El sujeto también está compelido -objeto de las encuestas Gallup sobre la felicidad- a no ser feliz. Los deseos que tiene a lo largo de su vida pueden alejarlo de la felicidad y acercarlo a la insatisfacción; los deseos ingratos son los que le crean esa insatisfacción.
Las personas que comienzan una rectificación de su vida, por ejemplo, cuando inician un análisis, lo primero que reclaman para sí, es la felicidad.
"Hoy la felicidad relaciona el bienestar subjetivo con el material".

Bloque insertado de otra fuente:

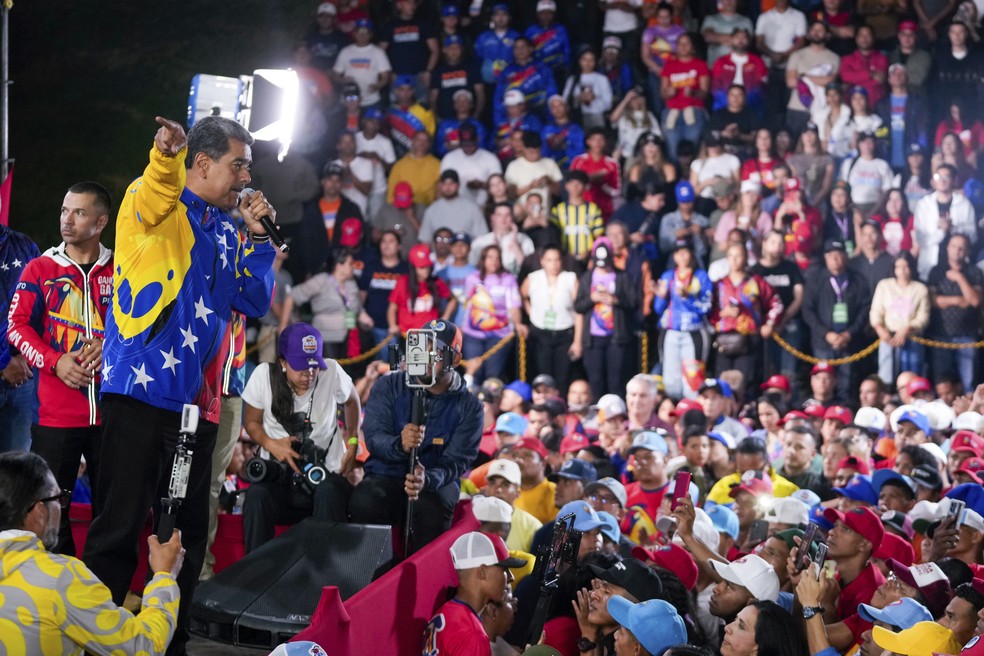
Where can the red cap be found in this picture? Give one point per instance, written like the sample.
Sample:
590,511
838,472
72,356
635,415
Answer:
840,413
860,520
777,381
967,442
402,195
822,368
894,546
674,558
918,384
857,464
420,255
533,444
686,404
574,443
351,233
754,482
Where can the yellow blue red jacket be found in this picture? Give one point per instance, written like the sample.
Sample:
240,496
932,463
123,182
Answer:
53,605
56,306
181,271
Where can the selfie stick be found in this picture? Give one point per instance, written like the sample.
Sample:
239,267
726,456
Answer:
180,473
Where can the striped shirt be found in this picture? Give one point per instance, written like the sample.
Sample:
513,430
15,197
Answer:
579,226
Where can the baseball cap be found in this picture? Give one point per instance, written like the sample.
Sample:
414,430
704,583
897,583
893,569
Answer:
929,579
899,523
684,192
649,440
610,484
491,509
301,346
754,482
751,572
611,406
903,613
916,418
513,97
787,511
402,195
860,520
576,470
585,517
475,549
638,580
420,255
533,444
654,622
776,381
507,469
522,388
921,639
724,519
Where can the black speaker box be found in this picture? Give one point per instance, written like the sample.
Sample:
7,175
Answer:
269,596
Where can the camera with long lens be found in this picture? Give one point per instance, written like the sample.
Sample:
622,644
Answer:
263,470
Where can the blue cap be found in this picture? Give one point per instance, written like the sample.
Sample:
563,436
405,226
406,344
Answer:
903,613
859,488
724,519
651,441
918,419
512,423
522,388
585,517
654,623
882,476
610,528
817,517
576,469
684,192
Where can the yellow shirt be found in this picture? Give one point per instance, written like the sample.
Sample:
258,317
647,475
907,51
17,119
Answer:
538,501
720,493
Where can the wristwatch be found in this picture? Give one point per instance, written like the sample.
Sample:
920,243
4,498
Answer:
810,611
583,644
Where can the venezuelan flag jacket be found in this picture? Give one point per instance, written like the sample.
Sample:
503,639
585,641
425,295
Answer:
57,305
181,269
52,605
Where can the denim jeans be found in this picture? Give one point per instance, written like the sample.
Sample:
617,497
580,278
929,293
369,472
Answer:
18,410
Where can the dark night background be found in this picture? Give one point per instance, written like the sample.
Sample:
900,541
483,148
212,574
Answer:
89,77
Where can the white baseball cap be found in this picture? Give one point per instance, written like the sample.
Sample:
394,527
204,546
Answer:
507,469
753,573
475,549
491,509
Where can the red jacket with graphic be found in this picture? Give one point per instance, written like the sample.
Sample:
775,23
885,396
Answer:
55,307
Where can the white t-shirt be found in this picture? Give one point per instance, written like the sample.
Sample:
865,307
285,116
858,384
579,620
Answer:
363,64
333,386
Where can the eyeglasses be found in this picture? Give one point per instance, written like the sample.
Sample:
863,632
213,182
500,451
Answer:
64,498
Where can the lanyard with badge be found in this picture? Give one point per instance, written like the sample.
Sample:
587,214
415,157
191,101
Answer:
839,315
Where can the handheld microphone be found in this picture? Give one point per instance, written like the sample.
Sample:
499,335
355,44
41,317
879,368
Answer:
269,226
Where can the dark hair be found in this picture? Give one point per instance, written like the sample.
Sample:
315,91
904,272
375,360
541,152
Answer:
23,479
103,203
777,633
212,135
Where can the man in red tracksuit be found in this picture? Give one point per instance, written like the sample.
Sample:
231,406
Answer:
56,321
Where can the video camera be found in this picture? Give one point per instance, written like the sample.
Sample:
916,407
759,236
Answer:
260,470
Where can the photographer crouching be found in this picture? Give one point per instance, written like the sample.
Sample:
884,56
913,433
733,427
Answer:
291,413
446,444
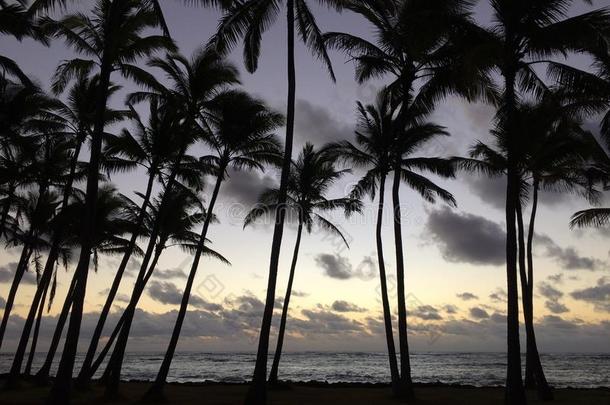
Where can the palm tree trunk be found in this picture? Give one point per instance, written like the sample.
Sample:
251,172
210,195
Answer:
60,393
42,376
47,273
84,372
257,393
28,365
7,207
280,336
112,374
406,384
157,387
515,394
537,377
19,272
387,314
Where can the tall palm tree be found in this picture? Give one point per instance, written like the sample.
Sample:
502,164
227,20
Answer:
425,62
311,176
385,145
247,21
551,156
524,33
112,37
241,137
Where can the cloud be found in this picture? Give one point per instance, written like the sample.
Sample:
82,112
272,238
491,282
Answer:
568,258
169,274
340,268
548,291
245,187
426,313
556,307
598,295
450,309
499,295
467,238
344,306
168,294
7,274
478,313
314,123
466,296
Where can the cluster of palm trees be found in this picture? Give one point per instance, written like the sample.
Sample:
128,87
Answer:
426,50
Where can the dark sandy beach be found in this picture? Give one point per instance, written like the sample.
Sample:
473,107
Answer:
307,393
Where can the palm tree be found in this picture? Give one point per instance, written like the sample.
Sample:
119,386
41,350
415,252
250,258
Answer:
425,63
153,148
247,21
523,34
311,176
241,137
112,36
384,145
551,156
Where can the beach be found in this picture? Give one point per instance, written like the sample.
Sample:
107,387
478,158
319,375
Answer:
305,393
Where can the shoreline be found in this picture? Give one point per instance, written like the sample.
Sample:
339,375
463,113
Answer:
309,392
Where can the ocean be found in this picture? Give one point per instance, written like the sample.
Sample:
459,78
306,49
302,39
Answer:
478,369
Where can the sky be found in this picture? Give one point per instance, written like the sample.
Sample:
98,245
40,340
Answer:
455,271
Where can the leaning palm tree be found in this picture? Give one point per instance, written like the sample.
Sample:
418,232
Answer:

Cuando se escriba la historia de la sensibilidad subjetiva de esta época, seguramente será descripta en una amplia paradoja: todos quieren ser felices en una sociedad de múltiples riesgos y vicisitudes personales por el descontrol de las pulsiones.
Lo notable es que a pesar de la angustia, el pánico y otros objetos de la caja de Pandora del siglo XXI, la gente igual sigue demandando felicidad a granel.
Hay distraídos tras el ansia de felicidad. Son los que compran la oferta "infalible" para superar la angustia que le producen discursos vigentes y el saber que preconizan los amos de moda.
Cada uno es portador de desechos de su vida psíquica que lo afecta a buscar la felicidad con variantes particulares. No todos quieren conseguirla de igual forma.
En la actualidad, se asimiló la felicidad al éxito, y el sujeto si no es feliz, pasará al estado de "fracasado", ergo de no ser feliz por desamparo.
Lo contrario de la felicidad hoy es estar embrollado con la falta de éxito. Pero ese embrollo es un síntoma en algunos.
Puesto esto en una perspectiva de un análisis, el sujeto intentará qué hacer con ese síntoma y, tal vez, en ese trabajo, la felicidad venga por añadidura como para escuchar luego que está feliz de vivir.
El contrapunto que tiene la felicidad es un sentido: el sufrimiento.
Las encuestas Gallup, recolectan datos demostrativos de cómo se frustra la demanda subjetiva. Entre las razones más mencionadas por las que los encuestados declaran sufrir se destacan los problemas económicos, los de salud, los laborales y familiares y la pérdida de un ser querido.
Muchos que buscan el análisis parten de las desdichas que recogen las encuestas Gallup; es la pregunta de por qué existe una división: idealizar el éxito y quejarse, a la vez, por qué la felicidad es tan esquiva.